Unfortunately, because Base64 text looks confusing and unreadable to a human (e.g., eyJzdWIiOiIxMjM0NTY3ODkwIiwibmFtZ...), junior developers sometimes mistakenly use it to "secure" passwords or sensitive session objects. Furthermore, some legacy enterprise applications historically used Base64 as a quick obfuscation method, setting a bad precedent.
This is especially critical when dealing with modern authentication mechanisms like JSON Web Tokens (JWTs). The payload of a standard JWT is purely Base64 encoded—it is explicitly not encrypted. If you put sensitive user data inside a JWT, anyone who captures that token can easily read everything inside. You can test this yourself using our dedicated JWT Decoder tool to instantly inspect the contents of any token payload.
Always remember: Encoding protects data structure from network corruption; Encryption protects data contents from malicious actors. Never confuse the two.

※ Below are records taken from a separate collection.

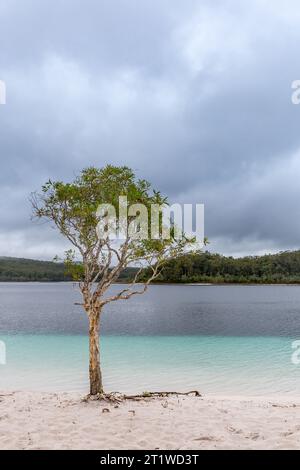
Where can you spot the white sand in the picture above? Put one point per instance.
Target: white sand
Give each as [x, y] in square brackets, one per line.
[62, 421]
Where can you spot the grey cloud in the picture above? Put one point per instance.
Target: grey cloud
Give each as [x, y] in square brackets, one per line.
[194, 96]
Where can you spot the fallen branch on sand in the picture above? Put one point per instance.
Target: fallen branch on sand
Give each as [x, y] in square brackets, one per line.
[116, 397]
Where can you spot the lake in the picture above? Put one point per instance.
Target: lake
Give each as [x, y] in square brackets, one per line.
[222, 340]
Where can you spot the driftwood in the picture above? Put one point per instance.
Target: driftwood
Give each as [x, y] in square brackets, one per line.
[116, 397]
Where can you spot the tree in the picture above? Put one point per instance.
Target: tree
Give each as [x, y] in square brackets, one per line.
[97, 260]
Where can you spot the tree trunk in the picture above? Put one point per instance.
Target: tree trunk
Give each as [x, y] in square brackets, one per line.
[96, 386]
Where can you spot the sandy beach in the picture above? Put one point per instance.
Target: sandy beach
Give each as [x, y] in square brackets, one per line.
[63, 421]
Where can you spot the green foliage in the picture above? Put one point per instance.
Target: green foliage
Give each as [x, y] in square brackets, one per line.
[283, 267]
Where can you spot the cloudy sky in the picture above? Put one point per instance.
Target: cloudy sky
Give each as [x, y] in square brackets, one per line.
[193, 95]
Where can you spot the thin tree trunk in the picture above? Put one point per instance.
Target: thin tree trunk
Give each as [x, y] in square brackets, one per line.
[96, 385]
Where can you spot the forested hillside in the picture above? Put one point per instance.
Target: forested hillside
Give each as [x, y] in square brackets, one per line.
[207, 267]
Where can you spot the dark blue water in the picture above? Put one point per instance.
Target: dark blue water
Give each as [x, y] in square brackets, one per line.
[163, 310]
[221, 340]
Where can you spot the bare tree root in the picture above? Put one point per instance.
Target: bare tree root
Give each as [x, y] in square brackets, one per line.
[116, 398]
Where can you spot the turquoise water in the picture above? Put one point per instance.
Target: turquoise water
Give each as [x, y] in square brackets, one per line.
[225, 340]
[212, 364]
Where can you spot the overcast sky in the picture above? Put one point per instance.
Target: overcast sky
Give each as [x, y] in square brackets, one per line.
[193, 95]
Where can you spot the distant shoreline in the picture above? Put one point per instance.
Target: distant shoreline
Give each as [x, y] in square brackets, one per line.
[188, 284]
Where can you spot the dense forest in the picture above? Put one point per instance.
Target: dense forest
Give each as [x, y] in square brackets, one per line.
[206, 267]
[283, 267]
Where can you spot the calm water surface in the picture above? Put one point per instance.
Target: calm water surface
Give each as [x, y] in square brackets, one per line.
[218, 339]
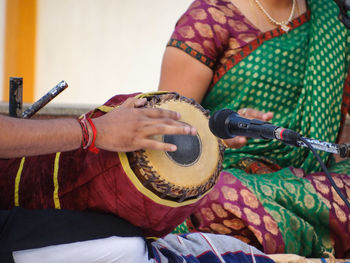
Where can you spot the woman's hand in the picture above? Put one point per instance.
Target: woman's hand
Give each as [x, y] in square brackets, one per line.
[129, 128]
[240, 141]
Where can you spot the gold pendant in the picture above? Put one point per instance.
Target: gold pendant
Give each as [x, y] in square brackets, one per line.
[285, 27]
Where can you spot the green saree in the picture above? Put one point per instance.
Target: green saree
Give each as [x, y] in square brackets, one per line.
[270, 194]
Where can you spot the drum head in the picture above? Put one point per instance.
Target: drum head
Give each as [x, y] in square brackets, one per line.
[193, 169]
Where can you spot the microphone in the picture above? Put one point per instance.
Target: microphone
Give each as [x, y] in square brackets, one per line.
[227, 124]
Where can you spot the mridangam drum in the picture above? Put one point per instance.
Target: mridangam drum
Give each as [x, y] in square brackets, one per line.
[194, 168]
[154, 190]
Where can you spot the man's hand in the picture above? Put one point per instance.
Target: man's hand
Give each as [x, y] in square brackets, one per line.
[129, 128]
[240, 141]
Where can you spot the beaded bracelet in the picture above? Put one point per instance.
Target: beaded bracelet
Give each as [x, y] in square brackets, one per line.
[88, 142]
[92, 147]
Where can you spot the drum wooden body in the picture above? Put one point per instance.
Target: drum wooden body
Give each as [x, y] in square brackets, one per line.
[154, 190]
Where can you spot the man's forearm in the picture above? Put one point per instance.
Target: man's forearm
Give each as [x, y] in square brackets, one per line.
[20, 137]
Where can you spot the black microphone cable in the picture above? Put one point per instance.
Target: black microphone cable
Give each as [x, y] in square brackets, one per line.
[325, 170]
[227, 124]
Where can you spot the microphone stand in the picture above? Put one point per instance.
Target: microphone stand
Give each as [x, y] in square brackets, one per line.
[344, 7]
[343, 150]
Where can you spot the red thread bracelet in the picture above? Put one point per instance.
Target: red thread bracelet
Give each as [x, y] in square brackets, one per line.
[92, 147]
[85, 133]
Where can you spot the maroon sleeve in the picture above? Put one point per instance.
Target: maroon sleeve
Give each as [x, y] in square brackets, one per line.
[202, 31]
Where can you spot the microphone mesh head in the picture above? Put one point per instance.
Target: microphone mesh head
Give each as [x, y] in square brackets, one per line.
[217, 123]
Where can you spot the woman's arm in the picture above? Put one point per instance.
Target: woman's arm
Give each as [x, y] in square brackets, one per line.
[191, 78]
[184, 74]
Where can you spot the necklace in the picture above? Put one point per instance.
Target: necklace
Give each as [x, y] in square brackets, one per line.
[283, 24]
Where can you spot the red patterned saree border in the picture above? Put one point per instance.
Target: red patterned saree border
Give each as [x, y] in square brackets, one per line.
[253, 45]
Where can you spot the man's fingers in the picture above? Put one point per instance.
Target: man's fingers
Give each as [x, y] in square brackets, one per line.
[133, 102]
[236, 142]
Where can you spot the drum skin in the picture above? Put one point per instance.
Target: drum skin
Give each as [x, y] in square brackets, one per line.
[86, 181]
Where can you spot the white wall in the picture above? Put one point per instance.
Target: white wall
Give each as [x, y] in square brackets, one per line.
[2, 42]
[102, 47]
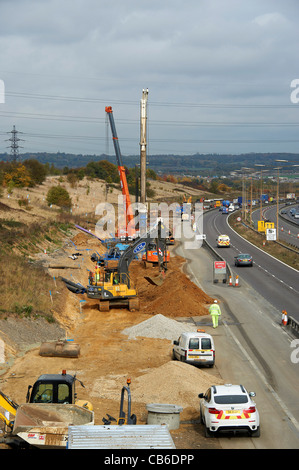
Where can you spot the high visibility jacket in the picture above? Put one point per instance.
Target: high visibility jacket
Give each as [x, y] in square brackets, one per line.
[215, 309]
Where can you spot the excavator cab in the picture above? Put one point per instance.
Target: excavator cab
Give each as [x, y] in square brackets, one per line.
[52, 388]
[55, 388]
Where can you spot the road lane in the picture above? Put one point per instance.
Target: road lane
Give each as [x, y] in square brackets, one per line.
[276, 282]
[252, 349]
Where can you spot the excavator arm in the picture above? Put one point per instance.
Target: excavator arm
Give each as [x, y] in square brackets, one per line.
[139, 245]
[9, 406]
[122, 174]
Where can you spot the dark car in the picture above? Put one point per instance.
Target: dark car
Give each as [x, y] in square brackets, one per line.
[243, 259]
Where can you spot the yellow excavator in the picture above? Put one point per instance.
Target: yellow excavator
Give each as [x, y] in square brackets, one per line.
[49, 388]
[111, 284]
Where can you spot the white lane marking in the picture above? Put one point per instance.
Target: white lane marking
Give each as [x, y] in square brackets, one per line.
[258, 372]
[261, 267]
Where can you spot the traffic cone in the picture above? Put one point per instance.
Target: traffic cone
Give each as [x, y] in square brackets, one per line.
[284, 318]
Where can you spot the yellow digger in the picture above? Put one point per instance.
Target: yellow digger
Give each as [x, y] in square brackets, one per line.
[51, 406]
[111, 283]
[111, 287]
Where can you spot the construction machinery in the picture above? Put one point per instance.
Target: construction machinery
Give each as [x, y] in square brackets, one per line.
[129, 217]
[56, 388]
[124, 418]
[51, 406]
[151, 255]
[111, 284]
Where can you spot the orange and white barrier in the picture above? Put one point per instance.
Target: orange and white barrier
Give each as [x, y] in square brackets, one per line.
[284, 318]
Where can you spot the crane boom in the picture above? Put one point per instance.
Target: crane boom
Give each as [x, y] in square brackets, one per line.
[122, 174]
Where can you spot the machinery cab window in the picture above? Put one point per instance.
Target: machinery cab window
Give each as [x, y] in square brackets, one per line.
[43, 393]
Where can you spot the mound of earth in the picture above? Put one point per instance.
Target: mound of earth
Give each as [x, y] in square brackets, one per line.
[178, 296]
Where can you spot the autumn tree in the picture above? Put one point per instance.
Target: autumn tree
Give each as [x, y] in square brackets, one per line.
[17, 176]
[59, 196]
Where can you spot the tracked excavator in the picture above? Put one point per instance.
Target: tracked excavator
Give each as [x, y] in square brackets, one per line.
[111, 284]
[51, 406]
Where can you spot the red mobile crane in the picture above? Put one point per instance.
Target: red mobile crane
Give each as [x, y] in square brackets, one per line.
[130, 229]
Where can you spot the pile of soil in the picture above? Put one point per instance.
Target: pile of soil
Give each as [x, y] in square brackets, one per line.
[150, 387]
[176, 297]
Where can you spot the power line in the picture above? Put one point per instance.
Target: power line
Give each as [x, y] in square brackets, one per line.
[14, 147]
[152, 103]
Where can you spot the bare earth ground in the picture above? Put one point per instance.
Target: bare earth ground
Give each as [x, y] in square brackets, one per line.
[108, 356]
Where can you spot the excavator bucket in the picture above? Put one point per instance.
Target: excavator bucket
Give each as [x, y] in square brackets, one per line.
[156, 280]
[61, 348]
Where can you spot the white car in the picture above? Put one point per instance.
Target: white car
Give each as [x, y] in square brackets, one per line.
[229, 408]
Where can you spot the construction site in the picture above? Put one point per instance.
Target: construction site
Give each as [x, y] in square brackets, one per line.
[115, 345]
[115, 320]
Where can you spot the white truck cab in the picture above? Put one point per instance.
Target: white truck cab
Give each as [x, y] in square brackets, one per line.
[195, 348]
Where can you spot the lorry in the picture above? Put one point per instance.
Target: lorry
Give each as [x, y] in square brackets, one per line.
[195, 348]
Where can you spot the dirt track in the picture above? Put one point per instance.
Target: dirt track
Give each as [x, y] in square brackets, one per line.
[108, 357]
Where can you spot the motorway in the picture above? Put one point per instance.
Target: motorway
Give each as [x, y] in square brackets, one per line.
[251, 346]
[275, 281]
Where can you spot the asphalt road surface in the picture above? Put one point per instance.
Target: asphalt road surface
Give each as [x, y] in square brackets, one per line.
[275, 281]
[252, 348]
[288, 227]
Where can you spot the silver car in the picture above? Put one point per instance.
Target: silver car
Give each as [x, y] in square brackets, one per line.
[229, 408]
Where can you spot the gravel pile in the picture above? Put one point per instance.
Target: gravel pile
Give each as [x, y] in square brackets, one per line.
[159, 326]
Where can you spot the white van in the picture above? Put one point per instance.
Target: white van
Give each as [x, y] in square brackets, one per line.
[195, 348]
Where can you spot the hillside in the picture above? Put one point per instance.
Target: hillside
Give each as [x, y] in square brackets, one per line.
[203, 164]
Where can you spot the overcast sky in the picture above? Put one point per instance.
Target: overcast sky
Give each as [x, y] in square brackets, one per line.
[218, 72]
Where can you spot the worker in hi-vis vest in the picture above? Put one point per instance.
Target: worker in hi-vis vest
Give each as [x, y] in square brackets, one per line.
[215, 312]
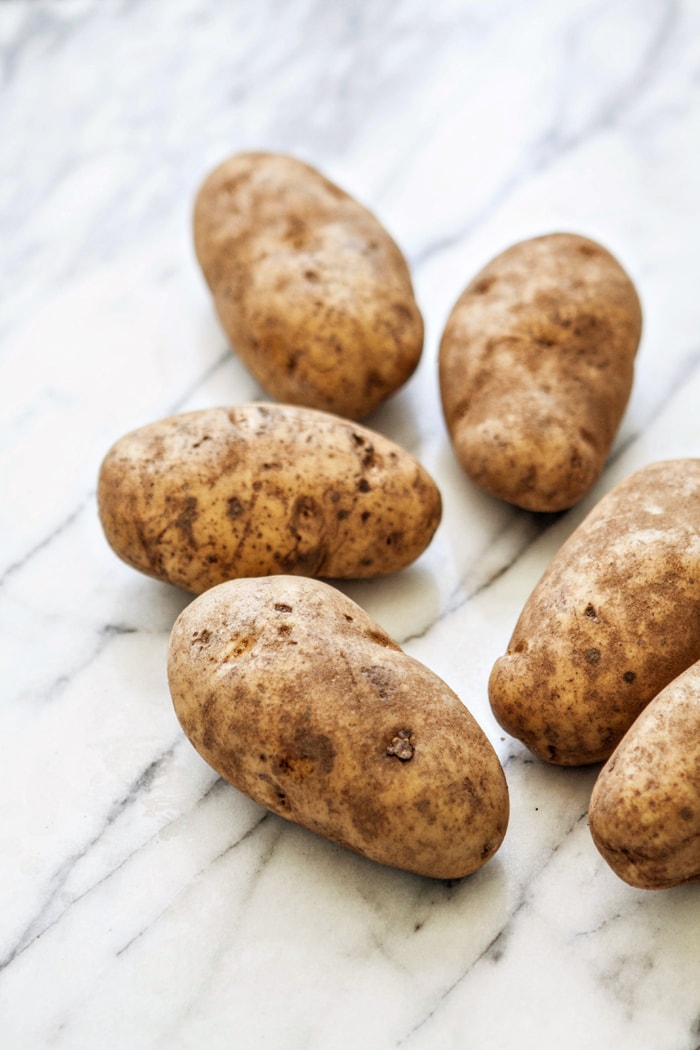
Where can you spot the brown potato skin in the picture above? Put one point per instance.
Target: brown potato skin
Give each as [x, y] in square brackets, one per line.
[614, 618]
[293, 694]
[257, 489]
[536, 364]
[644, 812]
[312, 291]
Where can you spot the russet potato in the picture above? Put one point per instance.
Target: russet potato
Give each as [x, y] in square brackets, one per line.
[254, 489]
[536, 364]
[297, 697]
[313, 293]
[614, 618]
[644, 812]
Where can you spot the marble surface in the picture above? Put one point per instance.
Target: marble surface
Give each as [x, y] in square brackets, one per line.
[145, 903]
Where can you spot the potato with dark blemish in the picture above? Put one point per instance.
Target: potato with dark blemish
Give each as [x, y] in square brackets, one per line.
[614, 618]
[259, 489]
[536, 364]
[644, 812]
[310, 288]
[297, 697]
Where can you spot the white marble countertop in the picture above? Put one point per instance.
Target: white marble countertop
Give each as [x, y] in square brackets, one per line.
[145, 903]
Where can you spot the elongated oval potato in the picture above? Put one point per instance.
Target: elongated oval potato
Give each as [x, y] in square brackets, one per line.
[312, 291]
[258, 488]
[614, 618]
[297, 697]
[644, 812]
[536, 364]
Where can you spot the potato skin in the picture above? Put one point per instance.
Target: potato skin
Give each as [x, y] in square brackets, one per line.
[312, 291]
[536, 364]
[644, 813]
[256, 489]
[298, 698]
[614, 618]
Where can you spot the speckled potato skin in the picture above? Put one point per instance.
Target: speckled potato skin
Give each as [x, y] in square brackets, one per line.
[312, 291]
[258, 488]
[297, 697]
[644, 812]
[536, 365]
[614, 618]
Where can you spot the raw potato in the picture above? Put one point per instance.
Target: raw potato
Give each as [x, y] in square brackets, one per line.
[536, 365]
[644, 813]
[256, 489]
[312, 291]
[615, 617]
[294, 695]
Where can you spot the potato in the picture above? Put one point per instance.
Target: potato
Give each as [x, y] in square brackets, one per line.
[614, 618]
[256, 489]
[293, 694]
[536, 365]
[312, 291]
[644, 813]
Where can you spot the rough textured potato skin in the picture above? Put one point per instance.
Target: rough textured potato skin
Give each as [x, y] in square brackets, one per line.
[536, 364]
[614, 618]
[644, 813]
[298, 698]
[312, 291]
[256, 489]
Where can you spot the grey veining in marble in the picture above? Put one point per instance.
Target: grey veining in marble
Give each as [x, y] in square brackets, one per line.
[145, 903]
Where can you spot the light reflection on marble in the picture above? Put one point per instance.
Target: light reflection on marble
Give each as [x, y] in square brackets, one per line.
[144, 902]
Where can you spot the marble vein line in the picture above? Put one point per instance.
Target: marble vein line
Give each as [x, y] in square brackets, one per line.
[38, 22]
[37, 925]
[460, 595]
[553, 145]
[210, 863]
[492, 949]
[106, 634]
[46, 541]
[212, 970]
[685, 371]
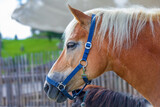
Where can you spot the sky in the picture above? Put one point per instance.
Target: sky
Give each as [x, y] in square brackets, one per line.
[9, 27]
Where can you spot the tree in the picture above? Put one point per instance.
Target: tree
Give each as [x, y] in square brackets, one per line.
[0, 44]
[47, 34]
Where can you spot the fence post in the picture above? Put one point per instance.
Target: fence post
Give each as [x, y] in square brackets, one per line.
[1, 84]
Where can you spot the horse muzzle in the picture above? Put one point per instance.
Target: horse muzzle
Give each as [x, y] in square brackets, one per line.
[53, 93]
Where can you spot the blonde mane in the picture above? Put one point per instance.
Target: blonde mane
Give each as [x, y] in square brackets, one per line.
[119, 22]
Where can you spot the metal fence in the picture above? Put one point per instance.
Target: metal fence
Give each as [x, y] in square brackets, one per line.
[22, 79]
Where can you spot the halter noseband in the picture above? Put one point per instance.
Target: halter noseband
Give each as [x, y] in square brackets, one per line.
[61, 85]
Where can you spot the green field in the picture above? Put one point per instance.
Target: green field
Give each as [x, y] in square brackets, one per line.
[31, 45]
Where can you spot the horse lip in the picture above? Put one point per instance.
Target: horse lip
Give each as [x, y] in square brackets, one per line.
[54, 94]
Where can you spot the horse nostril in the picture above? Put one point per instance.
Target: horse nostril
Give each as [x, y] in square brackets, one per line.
[46, 87]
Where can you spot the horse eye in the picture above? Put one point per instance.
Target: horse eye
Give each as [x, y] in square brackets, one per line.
[71, 45]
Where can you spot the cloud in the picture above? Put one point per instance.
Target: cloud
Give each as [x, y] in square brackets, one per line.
[9, 27]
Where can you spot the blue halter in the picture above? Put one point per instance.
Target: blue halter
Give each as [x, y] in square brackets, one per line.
[61, 85]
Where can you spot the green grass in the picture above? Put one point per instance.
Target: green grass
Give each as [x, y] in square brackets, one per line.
[31, 45]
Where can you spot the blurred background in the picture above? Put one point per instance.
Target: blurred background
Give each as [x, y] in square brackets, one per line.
[31, 41]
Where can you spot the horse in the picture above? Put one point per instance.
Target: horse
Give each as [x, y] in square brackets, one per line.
[96, 96]
[125, 40]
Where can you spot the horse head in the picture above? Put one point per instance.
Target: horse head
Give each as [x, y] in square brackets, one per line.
[76, 35]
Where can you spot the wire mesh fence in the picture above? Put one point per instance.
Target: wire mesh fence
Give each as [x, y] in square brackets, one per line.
[22, 79]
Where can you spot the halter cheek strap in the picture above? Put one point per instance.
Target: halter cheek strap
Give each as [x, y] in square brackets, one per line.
[61, 86]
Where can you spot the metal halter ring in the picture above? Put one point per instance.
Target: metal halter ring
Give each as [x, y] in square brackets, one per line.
[61, 86]
[88, 43]
[82, 64]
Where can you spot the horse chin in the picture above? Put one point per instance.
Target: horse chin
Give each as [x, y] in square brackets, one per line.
[54, 94]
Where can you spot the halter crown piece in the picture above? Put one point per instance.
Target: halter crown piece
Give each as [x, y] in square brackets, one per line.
[61, 85]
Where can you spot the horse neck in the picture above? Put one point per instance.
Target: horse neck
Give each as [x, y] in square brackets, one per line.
[140, 64]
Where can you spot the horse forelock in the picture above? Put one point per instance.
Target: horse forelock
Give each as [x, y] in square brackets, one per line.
[119, 22]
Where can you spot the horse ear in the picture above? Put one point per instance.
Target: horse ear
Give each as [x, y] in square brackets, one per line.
[80, 16]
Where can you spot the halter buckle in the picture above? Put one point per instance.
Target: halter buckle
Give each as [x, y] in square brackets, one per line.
[88, 45]
[82, 64]
[61, 86]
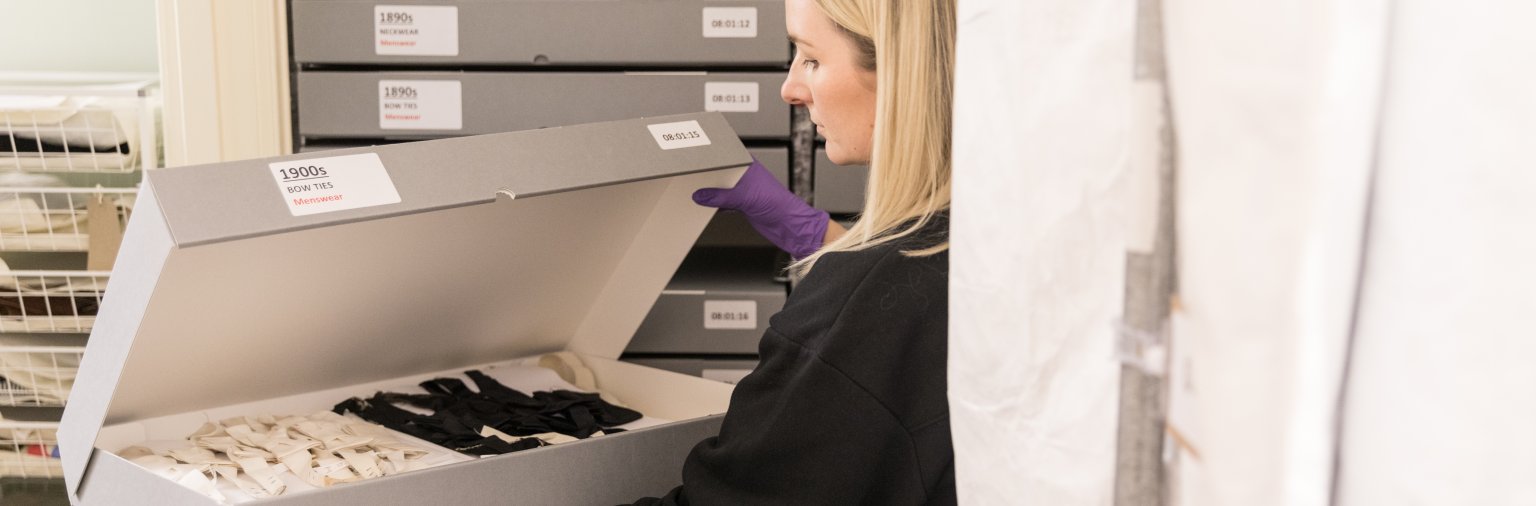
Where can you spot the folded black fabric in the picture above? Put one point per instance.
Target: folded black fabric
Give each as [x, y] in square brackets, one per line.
[460, 412]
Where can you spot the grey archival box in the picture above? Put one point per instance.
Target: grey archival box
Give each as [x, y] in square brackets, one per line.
[231, 296]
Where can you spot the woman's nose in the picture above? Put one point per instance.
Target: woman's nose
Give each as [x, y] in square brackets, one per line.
[793, 89]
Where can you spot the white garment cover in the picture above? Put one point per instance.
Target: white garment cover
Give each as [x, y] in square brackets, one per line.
[1040, 151]
[1443, 388]
[1274, 108]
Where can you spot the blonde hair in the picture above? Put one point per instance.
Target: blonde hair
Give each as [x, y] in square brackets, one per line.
[910, 45]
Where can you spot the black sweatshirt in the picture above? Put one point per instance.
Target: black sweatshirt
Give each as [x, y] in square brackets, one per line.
[848, 403]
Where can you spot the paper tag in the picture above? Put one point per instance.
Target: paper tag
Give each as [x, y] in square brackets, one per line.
[681, 134]
[334, 183]
[730, 97]
[725, 376]
[730, 314]
[730, 22]
[415, 29]
[421, 105]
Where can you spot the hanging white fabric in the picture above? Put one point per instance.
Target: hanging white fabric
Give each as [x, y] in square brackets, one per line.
[1441, 389]
[1039, 248]
[1275, 108]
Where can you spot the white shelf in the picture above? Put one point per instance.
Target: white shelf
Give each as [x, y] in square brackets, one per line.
[37, 376]
[39, 302]
[26, 449]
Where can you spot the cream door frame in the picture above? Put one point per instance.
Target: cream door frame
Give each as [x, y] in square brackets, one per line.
[225, 77]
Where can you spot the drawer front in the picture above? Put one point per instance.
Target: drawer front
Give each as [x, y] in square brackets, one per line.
[369, 105]
[679, 323]
[541, 33]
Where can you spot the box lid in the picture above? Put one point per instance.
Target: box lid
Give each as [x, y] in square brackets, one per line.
[496, 246]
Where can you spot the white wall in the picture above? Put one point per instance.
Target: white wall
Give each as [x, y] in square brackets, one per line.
[97, 36]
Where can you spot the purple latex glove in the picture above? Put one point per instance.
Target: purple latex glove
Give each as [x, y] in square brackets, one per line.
[777, 214]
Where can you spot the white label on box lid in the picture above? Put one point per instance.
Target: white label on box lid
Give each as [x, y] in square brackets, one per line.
[730, 22]
[334, 183]
[730, 314]
[421, 105]
[730, 97]
[681, 134]
[415, 29]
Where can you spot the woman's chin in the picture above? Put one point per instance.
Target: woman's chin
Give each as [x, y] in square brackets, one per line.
[840, 156]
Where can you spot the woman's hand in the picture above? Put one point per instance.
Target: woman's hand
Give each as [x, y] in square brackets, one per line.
[777, 214]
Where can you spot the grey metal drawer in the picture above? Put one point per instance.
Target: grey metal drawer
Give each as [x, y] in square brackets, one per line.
[430, 105]
[544, 33]
[719, 369]
[839, 188]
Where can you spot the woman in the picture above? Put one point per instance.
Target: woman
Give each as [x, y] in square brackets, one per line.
[848, 402]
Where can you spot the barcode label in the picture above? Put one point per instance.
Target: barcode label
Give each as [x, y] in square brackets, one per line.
[730, 314]
[730, 97]
[681, 134]
[730, 22]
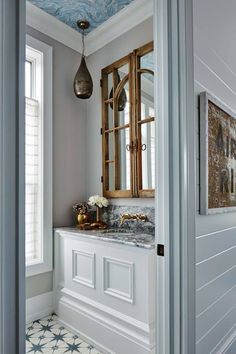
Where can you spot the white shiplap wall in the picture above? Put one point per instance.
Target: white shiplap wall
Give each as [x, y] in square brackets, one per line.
[216, 234]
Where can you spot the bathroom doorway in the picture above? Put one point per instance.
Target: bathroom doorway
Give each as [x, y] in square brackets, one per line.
[172, 192]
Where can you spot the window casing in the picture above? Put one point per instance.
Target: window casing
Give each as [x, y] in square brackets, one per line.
[38, 157]
[129, 134]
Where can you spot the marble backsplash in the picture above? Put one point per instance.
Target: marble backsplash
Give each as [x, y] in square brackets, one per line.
[111, 215]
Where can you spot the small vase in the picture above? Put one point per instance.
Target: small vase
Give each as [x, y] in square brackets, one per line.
[98, 214]
[98, 224]
[82, 219]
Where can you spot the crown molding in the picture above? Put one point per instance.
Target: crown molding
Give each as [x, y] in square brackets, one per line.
[52, 27]
[135, 13]
[129, 17]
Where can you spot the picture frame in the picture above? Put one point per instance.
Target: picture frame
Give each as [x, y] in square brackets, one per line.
[217, 156]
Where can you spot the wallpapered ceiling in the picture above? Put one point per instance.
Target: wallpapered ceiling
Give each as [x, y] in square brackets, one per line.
[69, 11]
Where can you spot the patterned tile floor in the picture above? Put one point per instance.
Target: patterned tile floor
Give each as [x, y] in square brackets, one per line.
[47, 336]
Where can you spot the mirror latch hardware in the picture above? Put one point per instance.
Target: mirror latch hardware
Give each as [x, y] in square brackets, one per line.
[160, 250]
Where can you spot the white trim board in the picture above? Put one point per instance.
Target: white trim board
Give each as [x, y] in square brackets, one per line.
[39, 306]
[129, 17]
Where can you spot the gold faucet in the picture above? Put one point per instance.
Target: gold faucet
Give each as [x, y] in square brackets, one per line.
[140, 217]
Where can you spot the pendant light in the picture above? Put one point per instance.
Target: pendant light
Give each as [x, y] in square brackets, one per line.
[83, 84]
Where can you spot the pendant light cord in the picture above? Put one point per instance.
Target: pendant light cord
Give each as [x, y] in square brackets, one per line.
[83, 43]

Frequently Asked Questions
How does base64 encoding work?
It works by taking standard 8-bit binary data (bytes) and mathematically re-grouping it into smaller 6-bit chunks. Each of these 6-bit chunks is then represented by one of 64 predetermined safe text characters, ensuring the data can pass through text-only network protocols without structural corruption.
Is base64 encrypted?
No. Base64 offers zero cryptographic security. It is simply a public translation map between data formats. Any system or individual with access to a Base64 string can instantly decode it back into its original text or binary format without requiring any passwords, keys, or special permissions.
What are base64 valid characters?
The strict alphabet defined by the RFC includes 64 characters: all capital letters (A-Z), all lowercase letters (a-z), numbers (0-9), the plus sign (+), and the forward slash (/). The equals sign (=) is also permitted strictly at the very end of the string to indicate mathematical padding.